Two years in the making, with a top creative team and a cast of astounding (mainly) young actors, Gary Sefton’s Truestory production is a thrill from start to finish.


Pluck, teamwork, self-belief and a smattering of good luck drive the narrative of Gary Sefton’s feisty new play, the perfect tonic for these rather gloomy days. It’s an ambitious, beautifully realised show that has just the right mix of suspense and humour to keep an audience of small folk gripped.

With a nod to the Lost Boys, the story tells of children captured in the woods by a sinister spider-man. Can Blu, the only child left in the village, find and save them? The children are all familiar fairy-tale characters given a modern twist and lots of personality, in witty costumes by Ryan Dawson Laight. Brainy Gretel (Chanel McKenzie) and hungry Hansel (Osca Lloyd) squabble, Punzel is a monochrome Goth and Emma Postings is hilarious as Rose, the selfie-fixated, swivel-hipped Sleeping Beauty. Language rich with modern terminology keeps pace with non-stop action; the stage often a whirl of moving bodies, niftily handled props, breathtaking projections and effects.

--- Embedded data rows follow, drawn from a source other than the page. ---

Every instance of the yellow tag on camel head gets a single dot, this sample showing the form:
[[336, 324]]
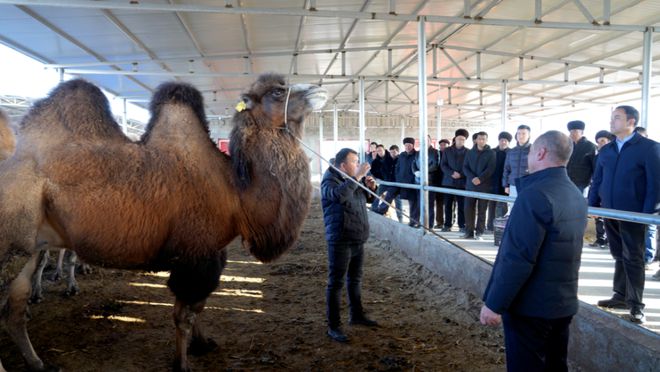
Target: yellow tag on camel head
[[241, 106]]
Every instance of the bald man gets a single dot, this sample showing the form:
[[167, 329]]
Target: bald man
[[533, 285]]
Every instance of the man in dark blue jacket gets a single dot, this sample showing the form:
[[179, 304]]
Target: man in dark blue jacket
[[453, 178], [478, 168], [496, 209], [533, 285], [579, 167], [627, 178], [404, 174], [346, 230]]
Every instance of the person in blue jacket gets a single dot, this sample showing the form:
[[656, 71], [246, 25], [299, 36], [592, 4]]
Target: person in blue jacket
[[533, 286], [627, 178], [346, 230]]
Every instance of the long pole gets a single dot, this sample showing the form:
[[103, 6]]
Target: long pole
[[647, 71], [362, 121], [423, 123]]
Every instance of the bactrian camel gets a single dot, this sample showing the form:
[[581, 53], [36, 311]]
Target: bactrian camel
[[171, 201], [7, 146]]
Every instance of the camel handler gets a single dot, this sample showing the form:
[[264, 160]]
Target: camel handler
[[346, 230]]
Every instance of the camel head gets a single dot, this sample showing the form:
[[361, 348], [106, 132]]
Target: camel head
[[266, 100], [259, 122]]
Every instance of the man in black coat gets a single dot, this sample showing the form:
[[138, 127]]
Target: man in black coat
[[627, 178], [382, 168], [533, 285], [579, 167], [497, 209], [404, 174], [453, 177], [346, 231], [478, 168], [434, 171]]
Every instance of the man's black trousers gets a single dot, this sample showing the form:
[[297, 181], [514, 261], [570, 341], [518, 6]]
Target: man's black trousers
[[344, 261], [535, 344], [627, 246]]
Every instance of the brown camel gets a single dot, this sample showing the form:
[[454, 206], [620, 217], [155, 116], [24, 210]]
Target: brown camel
[[7, 138], [7, 146], [172, 201]]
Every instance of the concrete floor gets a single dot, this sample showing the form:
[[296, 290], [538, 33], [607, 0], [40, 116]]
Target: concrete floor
[[596, 274]]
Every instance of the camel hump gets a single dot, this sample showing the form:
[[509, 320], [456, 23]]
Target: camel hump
[[176, 93], [7, 139], [77, 106]]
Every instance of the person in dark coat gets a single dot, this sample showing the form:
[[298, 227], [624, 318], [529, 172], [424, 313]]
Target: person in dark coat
[[533, 285], [515, 165], [497, 209], [404, 174], [603, 137], [478, 168], [382, 168], [579, 166], [440, 197], [346, 231], [434, 171], [627, 178], [453, 177]]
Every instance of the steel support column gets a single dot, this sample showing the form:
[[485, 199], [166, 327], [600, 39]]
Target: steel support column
[[335, 127], [423, 122], [647, 71], [320, 146], [503, 104], [124, 118], [362, 121]]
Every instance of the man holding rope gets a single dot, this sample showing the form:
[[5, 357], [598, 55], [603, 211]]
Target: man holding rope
[[346, 231]]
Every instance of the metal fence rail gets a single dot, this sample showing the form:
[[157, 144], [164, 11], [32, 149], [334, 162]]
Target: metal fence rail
[[643, 218]]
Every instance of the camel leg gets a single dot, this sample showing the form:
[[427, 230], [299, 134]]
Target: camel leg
[[57, 275], [184, 320], [17, 315], [200, 344], [72, 285], [37, 289]]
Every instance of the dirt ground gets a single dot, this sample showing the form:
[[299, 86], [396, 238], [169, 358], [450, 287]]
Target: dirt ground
[[267, 317]]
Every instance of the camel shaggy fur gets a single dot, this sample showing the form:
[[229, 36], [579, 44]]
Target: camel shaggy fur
[[171, 201], [7, 138], [7, 146]]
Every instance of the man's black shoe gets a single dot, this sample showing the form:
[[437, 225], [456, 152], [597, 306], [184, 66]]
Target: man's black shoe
[[363, 320], [613, 303], [337, 335], [637, 315], [599, 243]]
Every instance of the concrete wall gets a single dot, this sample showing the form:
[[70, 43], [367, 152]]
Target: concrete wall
[[599, 340]]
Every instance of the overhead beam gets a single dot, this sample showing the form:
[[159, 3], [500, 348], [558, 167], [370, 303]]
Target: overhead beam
[[196, 8], [75, 42]]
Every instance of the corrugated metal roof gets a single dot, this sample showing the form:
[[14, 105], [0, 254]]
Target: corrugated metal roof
[[131, 47]]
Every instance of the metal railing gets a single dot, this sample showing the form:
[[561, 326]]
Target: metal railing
[[643, 218]]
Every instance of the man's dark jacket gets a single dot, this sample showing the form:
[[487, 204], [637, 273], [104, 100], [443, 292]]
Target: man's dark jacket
[[536, 269], [383, 168], [515, 165], [480, 164], [344, 209], [628, 180], [500, 157], [434, 166], [579, 166], [404, 172], [453, 160]]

Whilst we never feel that Blu will fail in their mission to reunite Granny (Gina Cameron) with long lost Red (Sophia Grilli), there are plenty of challenges for the gang to overcome along the way, primarily escaping the sticky web of Gary Sefton’s remarkable Spindra, the giant spider whose appearance is genuinely freaky, causing a momentary hush. The staging is crammed with invention but I particularly enjoyed Spindra expanding from four legs into eight and how his emotional journey is mirrored in his physicality.

The ensemble works brilliantly together and though Blu is the lead, everyone feels integral to the story. Mistreated Wolf (Ben Jones) gets the biggest laugh with his Welsh accented howl  “I’m not a dog!” Lily McGibbon as Blu moves like a cartoon character (high praise in my book) and carries Harrison White’s hook-filled songs with a clear high voice, over occasionally too loud backing. It beggars belief that this is Lily’s first professional performance; surely a star in the making.  In the dance routines a strong debut by Elise Donaghue as Punzel proves a Goth really can shake their booty.

Richer and more profound than any panto, Blu and the Magic Web manages to be contemporary yet timeless and is a must-see for everyone who has ever felt lost, or different, or in need of a virtual hug.

To paraphrase a certain po-faced ballroom dance judge, ‘In a word darlings. Simply. BLU.TI.FUL.’